# WW First Grow Time to Harvest?



## LDRunner (Aug 19, 2008)

Hi yall,

I have immensly enjoyed cruising this wonderful site.  Many thanks to all whom provide their expertise and recommendations.  It has certainly helped me out a lot over the last several months.

Winding down on my first grow, exactly 8 weeks tomorrow @ 12/12.  1 WW  made it all the way.  Trichs are about 60% clear, 30% cloudy and 10% amber on most buds except main cola (same as above except only about 5% amber).  Any thoughts based upon my pics on how much longer you would let this lady go.


----------



## The Hemp Goddess (Aug 21, 2008)

Most harvest when the trichs are approx 50% cloudy and 50% amber.  I generally harvest when they are about 70/30 or 60/40 to get a more up high.  I would guess that you have a week or 2 until the trich are 50/50.
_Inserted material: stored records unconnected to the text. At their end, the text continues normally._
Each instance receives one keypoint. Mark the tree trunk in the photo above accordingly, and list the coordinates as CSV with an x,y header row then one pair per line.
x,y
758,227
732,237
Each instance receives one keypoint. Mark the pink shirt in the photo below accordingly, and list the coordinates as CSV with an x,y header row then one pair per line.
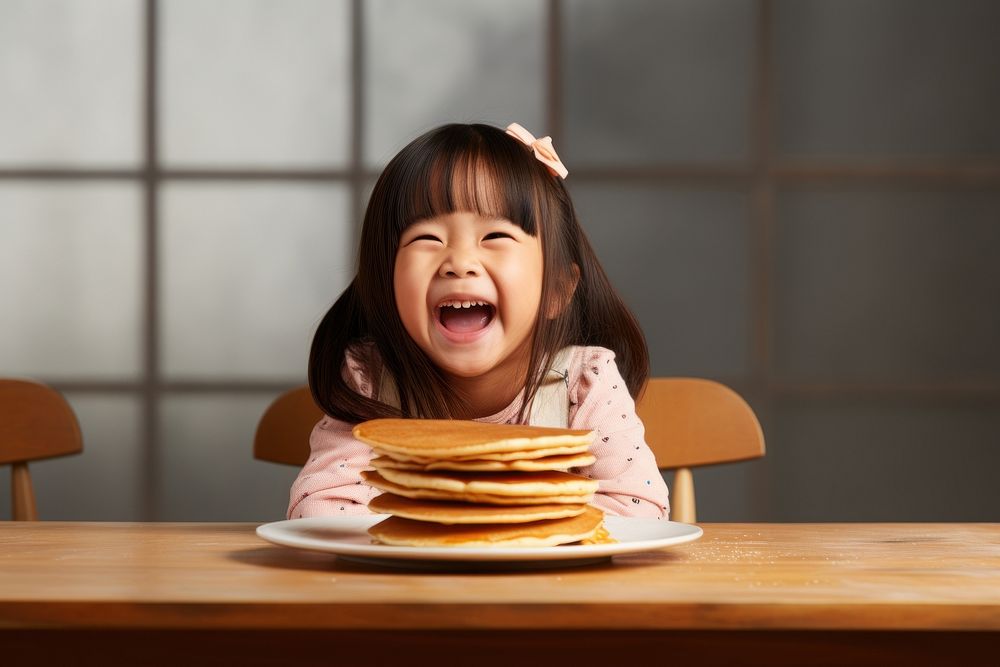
x,y
629,483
Wonderful looking girl, by the way.


----------



## SirSmoke-a-Lot (Aug 22, 2008)

omg those are amazing!


----------



## deeeeeed (Aug 22, 2008)

Great job....  Can't wait for mine to look that good.   Are these indoor or outdoor?


----------



## Dub_j (Aug 22, 2008)

def. indoor, they look perfect!


----------



## Growdude (Aug 22, 2008)

Sweet White Widow!

Somtimes I let mine go 9 weeks for a 60/40 mix.


----------



## Abso (Aug 22, 2008)

8 weeks is pretty early with WW, give it at least 1-2 more.


----------



## bigbudsbruddah (Aug 22, 2008)

Nice looking nugs. I would just keep a close eye on them trichs and you will know when its time


----------



## 215zealot (Aug 22, 2008)

those look nice i would definately wait a few more weeks i harvested my crop too early and realy messed things up.


----------



## grumpygrowers (Aug 23, 2008)

they look amazing, I've heard that a longer flower period would increase the amount of crystals tho


----------